Un matin d'hiver, par Thérèse-Françoise Crassous

 Ce chapitre fait partie d'un roman qui se déroule en Allemagne et en France. Le chapitre prend place deux ans après le mariage de l'héroïne et un déménagement à Nancy.

      Un matin d’hiver

            Que fais-je ici, seule dans cet appartement certes agréable où le soleil mutin me fait des clins d’œil dans toutes les pièces. Mais quand le ciel a mis sa couverture grise à cause des meurtrissures des fumées d’usines et des loques de bruits, je reste collée à la vitre du salon engourdi. Les passants ont beau presser leur allure, l’intérêt de ce jour sans espoir m’interpelle.

             Suis-je vivante encore?
            Objet inconsistant aux yeux de l’amour, je mène une vie d’eau transparente. Coule le quotidien ponctué d’habituelles tâches, ménage,  aspirateur, lave-vaisselle et repas suivis de l’éternel journal où la speakerine aux sourires en éclats renvoie l’image des vides assassins. Miroir étincelant de la fenêtre sur cour où à 5 heures, j’aurai froid malgré la chaudière à fond et les radiateurs en fonte brûlants. Les certitudes se délitent en quenouille.Le travail acharné de l’époux installe un mur d’errance. Le silence bat mon cœur de son fouet maléfique. La suffisance légale engloutit l’endormi dans son château, hanté par les réminiscences de bonheur éblouis. Même la cité n’a plus d’attrait dans mes promenades curieuses. L’emprise du deuil fait fuir la jouissance. Les squelettes du réel creusent une fosse profonde d’ennuis.  Cette métropole régionale où les ors font resplendir la place Stanislas et les jardins rieurs des poussettes criardes sous les brasiers de l’astre, pâlit de soucis et de morosité.

            Chacun s’est retranché dans son univers de désillusions. Quel couple survivra à ce cadavre né dans sa gestation  à ces soupçons de morts ?

            L’hiver n’a de beauté que par les diamants jetés sur les sapins givrés et le regard des gens. Pour l’heure, la gadoue se répand d’aventures avortées, avant d’être lavée par les nuages crevés. Transparente comme l’eau, je vais à la dérive vers un ailleurs sans joie.
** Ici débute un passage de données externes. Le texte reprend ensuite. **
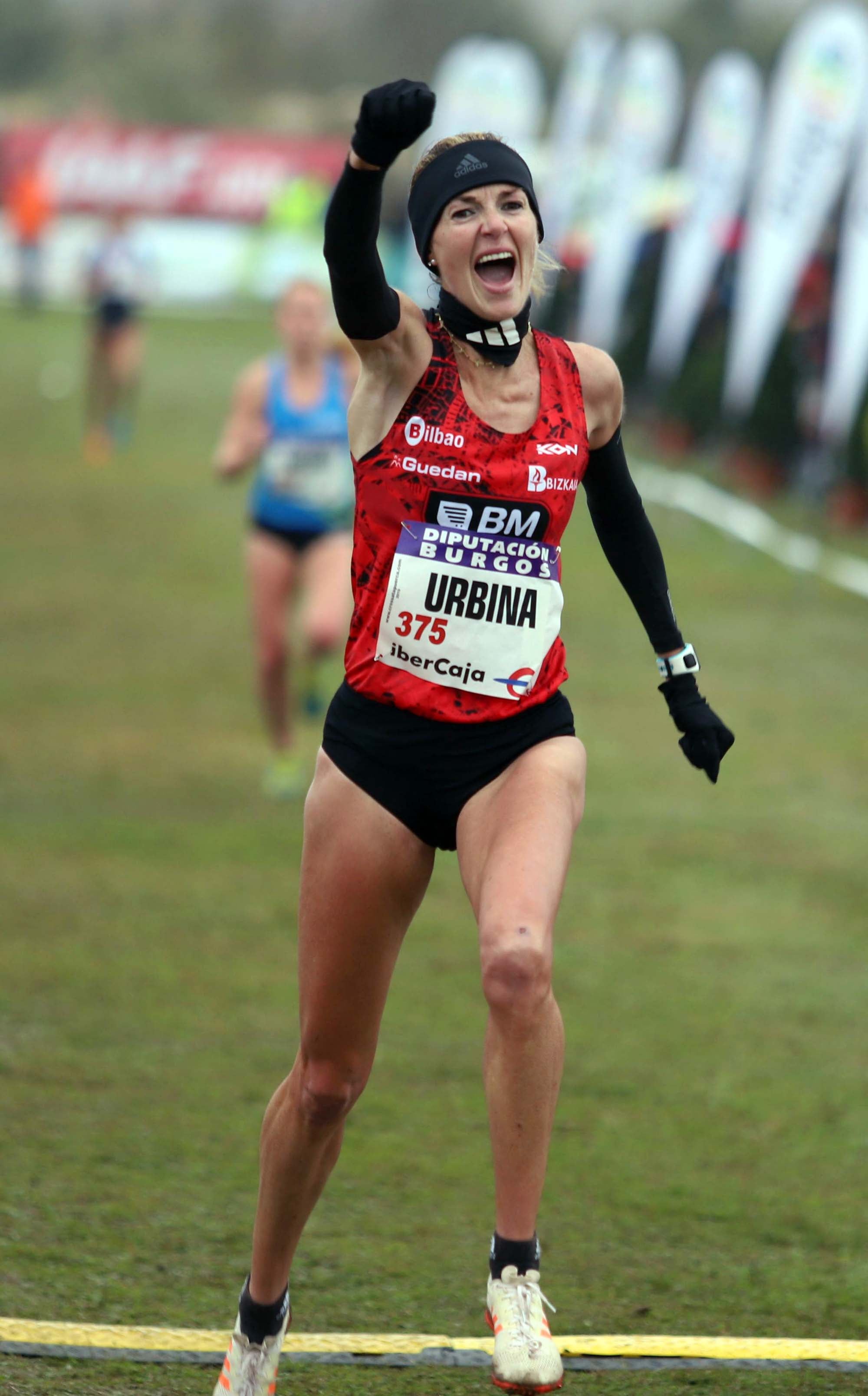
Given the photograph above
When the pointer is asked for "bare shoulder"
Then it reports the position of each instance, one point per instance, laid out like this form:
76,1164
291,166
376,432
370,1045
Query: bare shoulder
602,390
Femme qui lasse d’être à vif, s’adonne au désespoir. Les minutes sont désertes à portée de la main et le secondes inertes n’accrochent plus les lendemains mornes.
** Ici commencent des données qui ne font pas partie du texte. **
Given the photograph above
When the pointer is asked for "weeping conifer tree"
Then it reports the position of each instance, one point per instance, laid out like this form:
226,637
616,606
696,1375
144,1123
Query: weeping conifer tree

 Combien de temps encore les caresses suspendues ne soulèveront plus la peau de ses chagrins ? Les voix rauques d’avoir versé trop de larmes murmureront-elles des cantilènes ?

Un éclair sourd. Peut-être,  un voyage ouvrira-t-il la perspective d’oublis. Dans l’Italie propice, Rome et ses statues attiseront la flamme qui, un jour, j’en suis sûre, jaillira entre nous et l’amour à nouveau donnera des fruits mûrs.